Under the rights offering, $600 million in new common stock will be issued at a price per share based on a $2.2 billion enterprise value with an applied 15% discount to the equity value, court documents show. The RSA contemplates holders of Momentive second-lien claims will receive their pro rata share of 100% of the company’s new common stock, subject to dilution by the rights offering and a management incentive plan representing up to 7.5% of new common stock. Second-lien noteholders will also be allowed to participate in the rights offering.

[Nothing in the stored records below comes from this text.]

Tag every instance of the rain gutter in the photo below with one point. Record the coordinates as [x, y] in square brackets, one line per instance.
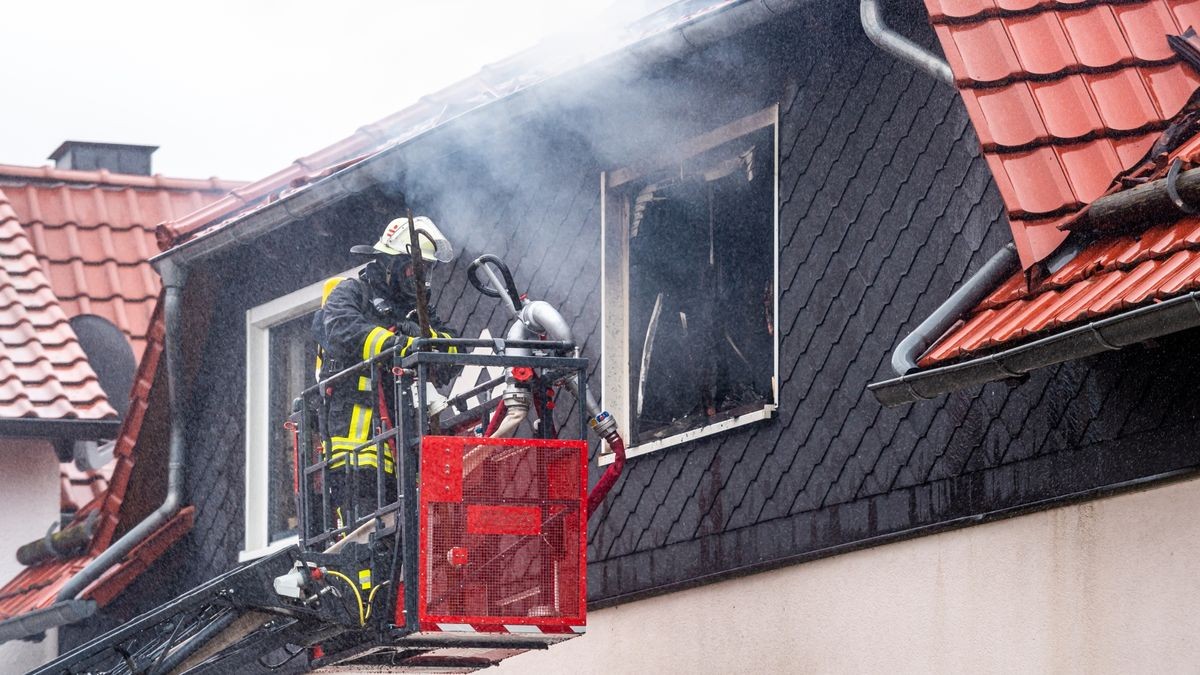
[41, 620]
[1103, 335]
[702, 30]
[72, 429]
[901, 47]
[173, 280]
[997, 268]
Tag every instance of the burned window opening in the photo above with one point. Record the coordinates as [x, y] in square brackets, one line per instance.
[292, 354]
[700, 290]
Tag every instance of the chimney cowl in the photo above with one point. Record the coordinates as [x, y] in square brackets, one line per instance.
[117, 157]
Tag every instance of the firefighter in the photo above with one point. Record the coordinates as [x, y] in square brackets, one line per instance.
[361, 318]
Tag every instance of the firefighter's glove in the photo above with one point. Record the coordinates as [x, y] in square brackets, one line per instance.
[409, 328]
[444, 374]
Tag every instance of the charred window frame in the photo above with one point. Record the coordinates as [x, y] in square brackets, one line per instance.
[280, 360]
[690, 267]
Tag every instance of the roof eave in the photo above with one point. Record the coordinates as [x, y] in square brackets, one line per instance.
[1102, 335]
[30, 623]
[72, 429]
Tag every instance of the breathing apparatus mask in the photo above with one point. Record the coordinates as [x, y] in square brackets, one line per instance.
[391, 251]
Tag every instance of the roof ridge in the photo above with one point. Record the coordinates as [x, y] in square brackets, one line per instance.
[97, 225]
[105, 177]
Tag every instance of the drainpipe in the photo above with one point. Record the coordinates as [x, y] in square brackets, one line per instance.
[990, 275]
[173, 278]
[900, 46]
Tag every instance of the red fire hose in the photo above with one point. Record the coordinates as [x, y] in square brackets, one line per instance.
[610, 476]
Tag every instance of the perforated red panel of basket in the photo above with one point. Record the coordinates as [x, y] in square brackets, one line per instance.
[503, 532]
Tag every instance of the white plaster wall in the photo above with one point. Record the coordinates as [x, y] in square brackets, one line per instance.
[1105, 586]
[29, 503]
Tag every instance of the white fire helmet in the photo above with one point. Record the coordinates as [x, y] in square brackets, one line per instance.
[395, 240]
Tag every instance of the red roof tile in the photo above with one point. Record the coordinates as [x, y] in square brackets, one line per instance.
[43, 371]
[1063, 96]
[36, 587]
[1108, 276]
[93, 233]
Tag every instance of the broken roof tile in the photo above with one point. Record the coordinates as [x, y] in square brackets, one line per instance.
[1096, 36]
[1019, 5]
[1036, 73]
[1038, 181]
[1123, 100]
[1090, 167]
[958, 9]
[1041, 43]
[1012, 113]
[983, 49]
[1067, 107]
[1133, 148]
[1170, 87]
[1187, 13]
[1108, 276]
[1145, 27]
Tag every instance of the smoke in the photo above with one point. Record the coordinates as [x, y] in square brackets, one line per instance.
[498, 165]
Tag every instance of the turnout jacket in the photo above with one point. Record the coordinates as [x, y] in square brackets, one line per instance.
[360, 320]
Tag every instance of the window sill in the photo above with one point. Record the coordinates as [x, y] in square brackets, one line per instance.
[243, 556]
[766, 412]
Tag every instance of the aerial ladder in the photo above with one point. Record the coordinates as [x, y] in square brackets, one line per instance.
[481, 554]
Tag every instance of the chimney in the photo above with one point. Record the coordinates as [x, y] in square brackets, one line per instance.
[117, 157]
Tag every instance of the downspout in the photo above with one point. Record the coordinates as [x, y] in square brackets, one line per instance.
[997, 268]
[900, 46]
[173, 278]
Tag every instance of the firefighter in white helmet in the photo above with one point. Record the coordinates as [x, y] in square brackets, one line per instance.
[359, 320]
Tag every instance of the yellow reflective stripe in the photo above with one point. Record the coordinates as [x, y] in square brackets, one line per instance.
[360, 423]
[373, 344]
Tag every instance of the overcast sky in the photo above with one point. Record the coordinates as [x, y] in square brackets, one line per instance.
[239, 89]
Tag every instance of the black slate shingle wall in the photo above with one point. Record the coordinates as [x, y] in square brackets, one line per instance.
[886, 205]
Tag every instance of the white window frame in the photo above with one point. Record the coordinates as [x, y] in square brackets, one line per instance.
[615, 284]
[259, 321]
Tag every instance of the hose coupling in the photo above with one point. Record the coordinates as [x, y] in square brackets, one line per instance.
[517, 398]
[604, 425]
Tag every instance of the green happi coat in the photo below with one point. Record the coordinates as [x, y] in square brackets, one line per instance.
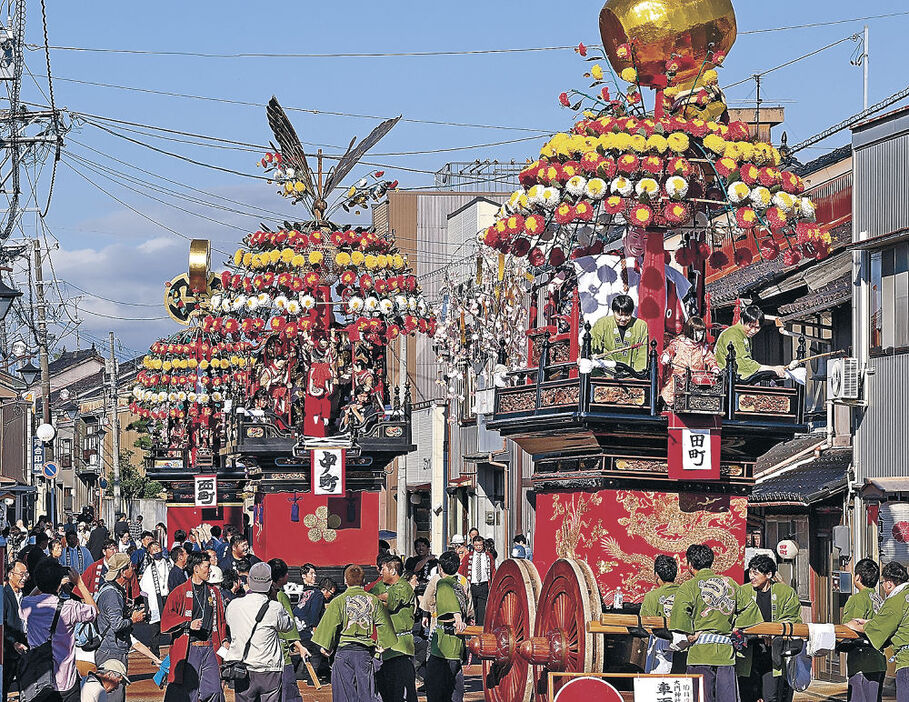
[354, 617]
[890, 626]
[784, 607]
[400, 606]
[712, 603]
[605, 339]
[745, 365]
[862, 658]
[442, 645]
[658, 602]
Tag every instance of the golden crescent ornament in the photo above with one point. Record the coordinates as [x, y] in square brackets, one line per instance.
[662, 29]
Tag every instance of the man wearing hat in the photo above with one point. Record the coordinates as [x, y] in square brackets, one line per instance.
[256, 624]
[194, 617]
[116, 616]
[108, 678]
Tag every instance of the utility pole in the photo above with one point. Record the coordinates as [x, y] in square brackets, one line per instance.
[865, 71]
[114, 425]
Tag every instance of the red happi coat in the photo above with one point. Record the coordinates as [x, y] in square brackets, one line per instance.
[466, 568]
[175, 619]
[93, 577]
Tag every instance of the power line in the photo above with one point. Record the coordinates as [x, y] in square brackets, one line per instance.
[311, 111]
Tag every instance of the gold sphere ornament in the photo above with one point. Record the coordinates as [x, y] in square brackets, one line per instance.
[659, 37]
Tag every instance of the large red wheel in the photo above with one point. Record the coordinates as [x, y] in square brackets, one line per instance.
[568, 600]
[511, 611]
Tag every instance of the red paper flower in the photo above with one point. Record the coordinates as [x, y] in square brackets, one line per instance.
[614, 205]
[743, 257]
[718, 260]
[746, 218]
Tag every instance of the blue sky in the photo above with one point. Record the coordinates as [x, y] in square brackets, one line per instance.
[115, 253]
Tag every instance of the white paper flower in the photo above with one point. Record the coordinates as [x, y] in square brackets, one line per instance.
[676, 187]
[596, 189]
[576, 185]
[355, 304]
[551, 197]
[761, 197]
[783, 200]
[621, 186]
[806, 208]
[738, 192]
[647, 189]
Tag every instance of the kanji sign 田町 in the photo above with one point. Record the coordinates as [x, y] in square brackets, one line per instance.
[206, 491]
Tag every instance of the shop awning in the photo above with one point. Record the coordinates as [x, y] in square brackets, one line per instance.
[808, 483]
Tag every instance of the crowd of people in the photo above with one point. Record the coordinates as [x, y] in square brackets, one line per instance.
[229, 618]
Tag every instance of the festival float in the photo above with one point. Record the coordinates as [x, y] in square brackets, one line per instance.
[647, 193]
[286, 359]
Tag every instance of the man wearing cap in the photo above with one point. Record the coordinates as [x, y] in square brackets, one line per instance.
[258, 644]
[194, 617]
[116, 616]
[98, 685]
[357, 625]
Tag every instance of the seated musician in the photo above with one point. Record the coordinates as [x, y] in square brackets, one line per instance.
[688, 351]
[620, 337]
[739, 335]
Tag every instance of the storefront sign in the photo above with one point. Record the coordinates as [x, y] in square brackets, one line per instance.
[328, 471]
[206, 491]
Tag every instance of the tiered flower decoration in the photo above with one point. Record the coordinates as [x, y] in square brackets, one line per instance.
[620, 166]
[184, 381]
[485, 316]
[294, 282]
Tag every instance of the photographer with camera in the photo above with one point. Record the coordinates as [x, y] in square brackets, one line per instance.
[117, 613]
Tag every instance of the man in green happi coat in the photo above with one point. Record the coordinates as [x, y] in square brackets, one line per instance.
[664, 656]
[707, 608]
[739, 335]
[759, 679]
[865, 665]
[355, 626]
[443, 669]
[620, 337]
[890, 626]
[397, 678]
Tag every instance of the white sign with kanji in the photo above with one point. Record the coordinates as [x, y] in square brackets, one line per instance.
[206, 491]
[664, 689]
[696, 453]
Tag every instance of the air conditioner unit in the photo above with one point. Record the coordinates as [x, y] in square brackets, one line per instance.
[843, 379]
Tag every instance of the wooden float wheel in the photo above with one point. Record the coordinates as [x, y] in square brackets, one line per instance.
[511, 611]
[568, 600]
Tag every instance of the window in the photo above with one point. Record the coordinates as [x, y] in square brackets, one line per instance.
[889, 279]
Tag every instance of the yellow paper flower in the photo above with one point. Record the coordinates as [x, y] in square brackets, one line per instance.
[678, 142]
[658, 143]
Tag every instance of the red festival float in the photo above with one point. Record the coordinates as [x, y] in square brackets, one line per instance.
[644, 202]
[275, 403]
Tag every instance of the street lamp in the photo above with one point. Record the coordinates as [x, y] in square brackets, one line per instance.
[7, 296]
[29, 373]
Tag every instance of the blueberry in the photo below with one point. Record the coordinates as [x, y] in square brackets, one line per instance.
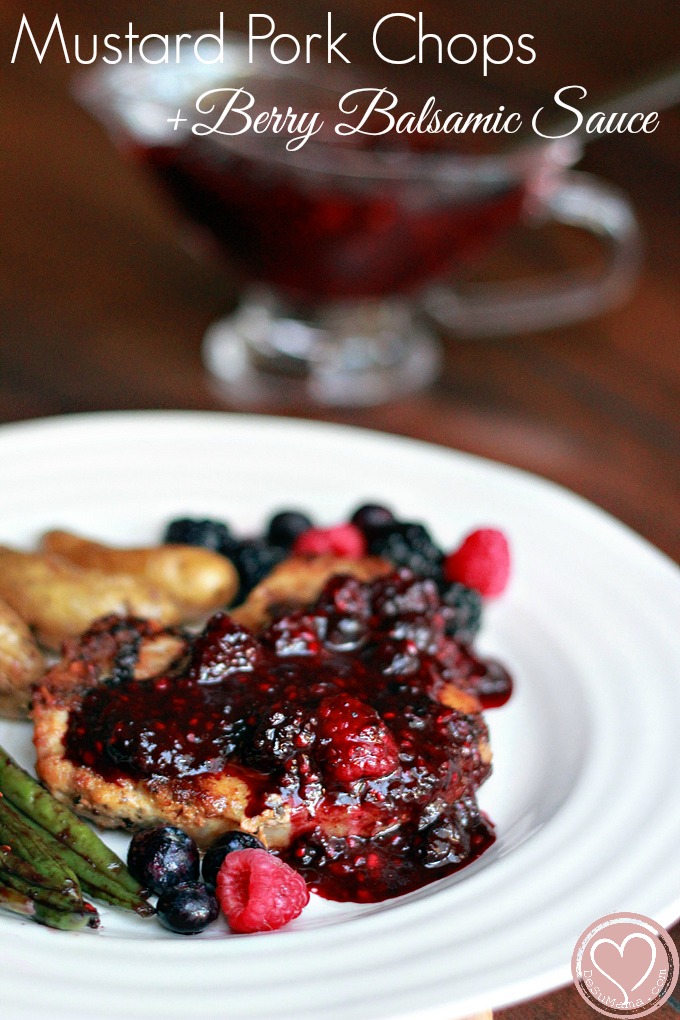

Under the backstop agreement, the so-called “commitment parties” will receive a backstop premium equal to 5% of the rights offering amount, or $30 million, payable in new common stock. – John Bringardner


Kratos Defense high yield bonds (B/B3) price at 98.97 to yield 7.25%

Kratos Defense & Security Solutions this afternoon completed its first-lien senior notes offering via SunTrust Robinson Humphrey, according to sources. Terms were finalized at the midpoint of talk. Note, the first call is at par plus 75% of the coupon. The deal also includes a 10% call provision at 103 through the non-call period, although this was revised to just one time during the non-call period (from two times). The offering is a first-lien version of the postponed deal from November. Proceeds for the new offering, as with the original attempt, are being used to redeem the borrower’s $625 million issue of 10% secured notes due 2017. Terms:

Issuer Kratos Defense & Security Solutions
Ratings B/B3
Amount $625 million
Issue 1st-lien secured (144A-life)
Coupon 7%
Price 98.966
Yield 7.25%
Spread T+563
Maturity May 15, 2019
Call nc2 @par+75% coupon
Trade May 9, 2014
Settle May 14, 2013 (T+3)
Lead Books STRH
Px talk 7.25% area
Notes First call at par+75% coupon. 10% call provision at 103 revised to just one time allowed during call period.